09:45 Uluru climb closes and backpacker murderer dies
Australia correspondent Karen Middleton joins Kathryn to discuss how a long-hoped-for ban on climbing Uluru (formerly Ayers Rock) has come into effect and been celebrated by the Anangu indigenous people. She'll also look at a letter penned to the Australian government by scientists worried about the extinction of native species and how those hoping a notorious serial killer would admit to more murders ahead of his death were left disappointed.
10:05 UK forensic scientist Angela Gallop
Angela Gallop has been a practising forensic scientist in the UK for more than 40 years and has a CBE for services to the field. During her career, she has provided critical evidence to prosecution teams - not only leading to the conviction of perpetrators but also in cases where there have been miscarriages of justice. Her work on some of the UK's most high-profile cases, including the killings of Stephen Lawrence and Rachel Nickell comes to life in her memoir When The Dogs Don't Bark.
10:35 Book review - Whitiki! Whiti! Whiti! E!: Māori in the First World War
Jack McDonald reviews Whitiki! Whiti! Whiti! E!: Māori in the First World War by Monty Soutar. This book is published by Bateman Publishing.
10:45 The Reading
Under the Influence, an essay written and read by Bill Manhire. Episode 2 of 4. (Broadcast only, no online reproduction)
11:05 Music with RNZ's Charlotte Ryan
RNZ's Music 101 host Charlotte Ryan looks at Patti Smith's upcoming tour to New Zealand and some fantastic sounds recorded by RNZ at The Others Way festival earlier this year.

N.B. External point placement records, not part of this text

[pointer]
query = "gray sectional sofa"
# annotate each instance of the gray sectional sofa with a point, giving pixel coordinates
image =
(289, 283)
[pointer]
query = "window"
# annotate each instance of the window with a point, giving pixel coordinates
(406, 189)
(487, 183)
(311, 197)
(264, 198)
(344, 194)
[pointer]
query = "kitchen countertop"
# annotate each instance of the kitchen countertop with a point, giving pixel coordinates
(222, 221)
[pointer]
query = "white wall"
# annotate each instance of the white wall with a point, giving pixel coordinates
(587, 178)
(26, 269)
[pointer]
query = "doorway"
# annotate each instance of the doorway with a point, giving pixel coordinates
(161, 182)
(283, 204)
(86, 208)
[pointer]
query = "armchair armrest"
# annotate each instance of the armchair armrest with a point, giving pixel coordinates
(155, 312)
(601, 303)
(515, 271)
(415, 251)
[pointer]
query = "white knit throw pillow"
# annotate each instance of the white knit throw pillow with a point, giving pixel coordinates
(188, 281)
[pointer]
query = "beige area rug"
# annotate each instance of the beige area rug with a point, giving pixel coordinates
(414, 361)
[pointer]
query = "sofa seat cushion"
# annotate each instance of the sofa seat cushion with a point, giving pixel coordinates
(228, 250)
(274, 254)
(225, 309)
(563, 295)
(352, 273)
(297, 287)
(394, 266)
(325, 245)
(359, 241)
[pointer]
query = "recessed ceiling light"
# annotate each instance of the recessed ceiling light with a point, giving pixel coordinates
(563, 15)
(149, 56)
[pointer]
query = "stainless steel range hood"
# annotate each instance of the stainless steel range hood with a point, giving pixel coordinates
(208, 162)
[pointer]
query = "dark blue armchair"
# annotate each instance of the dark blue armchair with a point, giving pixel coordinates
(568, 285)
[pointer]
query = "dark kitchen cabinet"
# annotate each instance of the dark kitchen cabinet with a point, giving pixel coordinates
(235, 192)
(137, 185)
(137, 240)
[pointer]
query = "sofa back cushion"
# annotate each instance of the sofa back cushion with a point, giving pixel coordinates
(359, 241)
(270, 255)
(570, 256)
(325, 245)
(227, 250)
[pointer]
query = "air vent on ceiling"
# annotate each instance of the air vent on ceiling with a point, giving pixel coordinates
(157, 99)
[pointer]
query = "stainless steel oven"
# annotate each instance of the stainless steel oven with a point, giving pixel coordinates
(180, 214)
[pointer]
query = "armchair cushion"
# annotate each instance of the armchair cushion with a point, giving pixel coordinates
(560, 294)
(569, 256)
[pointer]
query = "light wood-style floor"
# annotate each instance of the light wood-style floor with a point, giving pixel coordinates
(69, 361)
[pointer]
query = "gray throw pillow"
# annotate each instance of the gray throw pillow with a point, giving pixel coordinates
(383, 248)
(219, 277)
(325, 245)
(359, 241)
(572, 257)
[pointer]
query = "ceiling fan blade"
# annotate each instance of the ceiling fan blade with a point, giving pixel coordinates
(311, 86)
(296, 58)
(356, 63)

11:20 We are here - a contemporary atlas of Aotearoa
Geographer Chris McDowall and designer Tim Denee's book We are here is a large hardback atlas that is much more than a collection of maps, charts, graphs and diagrams. There is a strong narrative running through the book, and each chapter starts with an essay by some of the country's writers and thinkers, which provides a focus to the visual data and reveals insights into who we are and how we live. The book is not only a reflection of New Zealand's diversity of people and whenua, but also speaks to how we interact with our environment.
11:45 Making Art Public exhibition and Bologna's support of women artists
Arts correspondent Courtney Johnston joins Kathryn to talk about Sydney's exhibition of art that isn't there anymore; a Renaissance city remarkable for its support of women artists; and the Adam Art Gallery has just turned 20.